The medium shot also includes two other famous shot types: The two-shot, with two actors facing the same screen direction, and the over-the-shoulder shot, showing a conversation in which the actors sit or stand across from each other:




To record medium shots, a normal lens* should be enough. Adjust distance accordingly.


Close-Up (CU)


In close-up shots, the subject occupies most of the frame, allowing very little observation on the environment. Close-ups are much more dramatic than long or medium shots. They are preferred when emphasizing someone’s emotion: 




Extreme Close-Up (ECU)


Often labeled as a detail shot, extreme close-ups do exactly that: show a small detail that would otherwise be missed in a winder shot. 

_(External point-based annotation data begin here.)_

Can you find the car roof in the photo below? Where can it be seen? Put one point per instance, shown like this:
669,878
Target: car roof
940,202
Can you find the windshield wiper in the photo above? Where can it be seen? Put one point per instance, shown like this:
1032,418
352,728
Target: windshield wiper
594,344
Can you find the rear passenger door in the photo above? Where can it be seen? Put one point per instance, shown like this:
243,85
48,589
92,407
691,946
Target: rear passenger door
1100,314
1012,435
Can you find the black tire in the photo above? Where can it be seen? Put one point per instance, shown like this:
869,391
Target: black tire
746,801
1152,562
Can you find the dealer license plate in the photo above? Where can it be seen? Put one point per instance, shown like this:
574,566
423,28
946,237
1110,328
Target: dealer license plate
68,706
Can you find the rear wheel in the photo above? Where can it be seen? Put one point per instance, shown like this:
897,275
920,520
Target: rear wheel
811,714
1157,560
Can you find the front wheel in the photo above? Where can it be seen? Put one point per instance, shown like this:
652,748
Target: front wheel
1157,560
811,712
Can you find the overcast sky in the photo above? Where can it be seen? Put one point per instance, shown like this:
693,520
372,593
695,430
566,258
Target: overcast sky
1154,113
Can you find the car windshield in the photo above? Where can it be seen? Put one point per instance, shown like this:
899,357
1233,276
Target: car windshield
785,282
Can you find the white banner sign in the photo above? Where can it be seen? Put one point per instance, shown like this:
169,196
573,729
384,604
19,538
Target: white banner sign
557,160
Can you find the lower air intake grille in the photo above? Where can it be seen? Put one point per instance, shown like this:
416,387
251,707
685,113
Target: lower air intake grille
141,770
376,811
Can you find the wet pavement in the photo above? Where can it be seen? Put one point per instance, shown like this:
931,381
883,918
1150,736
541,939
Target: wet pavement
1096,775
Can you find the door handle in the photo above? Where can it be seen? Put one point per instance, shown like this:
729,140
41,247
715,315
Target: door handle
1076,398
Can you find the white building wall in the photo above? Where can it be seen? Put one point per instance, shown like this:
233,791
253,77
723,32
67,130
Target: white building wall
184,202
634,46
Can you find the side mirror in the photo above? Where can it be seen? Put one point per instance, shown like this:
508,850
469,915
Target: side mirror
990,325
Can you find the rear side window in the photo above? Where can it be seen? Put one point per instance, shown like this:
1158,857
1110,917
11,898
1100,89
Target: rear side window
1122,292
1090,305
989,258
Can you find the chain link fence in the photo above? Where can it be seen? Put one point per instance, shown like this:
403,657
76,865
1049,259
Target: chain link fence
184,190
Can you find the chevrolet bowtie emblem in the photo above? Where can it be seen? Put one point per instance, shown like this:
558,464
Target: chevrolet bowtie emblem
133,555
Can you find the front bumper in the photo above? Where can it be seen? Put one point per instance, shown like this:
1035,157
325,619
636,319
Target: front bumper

For close-ups and extreme close-ups, telephoto lens* are more appropriate.


Insert Shots

Insert shots don’t focus on people. They are utilized to emphasize a relevant object, such as a letter, an envelope with money, or a gun that would otherwise be lost in the grand mise-en-scène. Insert shots are tight shots in which objects fill most of the frame. Even if inserts don’t reveal anything new, they are still welcome during the editing phase, as they smooth transitions between shots, often serving as a neutral shot that allows a breach of the 180 degree rule.




Reaction Shots

Simply put, reaction shots are a cutaway – usually a close-up – of an actor reacting to the main scene, like a conversation or an event, though it can be pretty much anything.The reaction may be conveyed by a sneer, furrowed browns, a grin, or any other gesture that conveys an emotion.


The logic of the reaction shot is that the emotional reaction of the actor depicted will move the story forward or reveal his traits.





On Purpose

Besides the obvious purpose of showing different elements of the mise-en-scène, shot sizes are also important for variety. If the audience were always looking at, say, a close-up shot, they could get bored of that unchanging frame. But because shot sizes are always different within a scene, spectators often have something new on the frame to watch.


Cinematographers should know by heart how the relationship between focal length (types of lenses) and camera-subject distance affects framing, and thus creates the different shot sizes. A true filmmaker, aside from understanding these basic technical concepts, must also comprehend the emotion, purpose, and meaning behind each type of shot.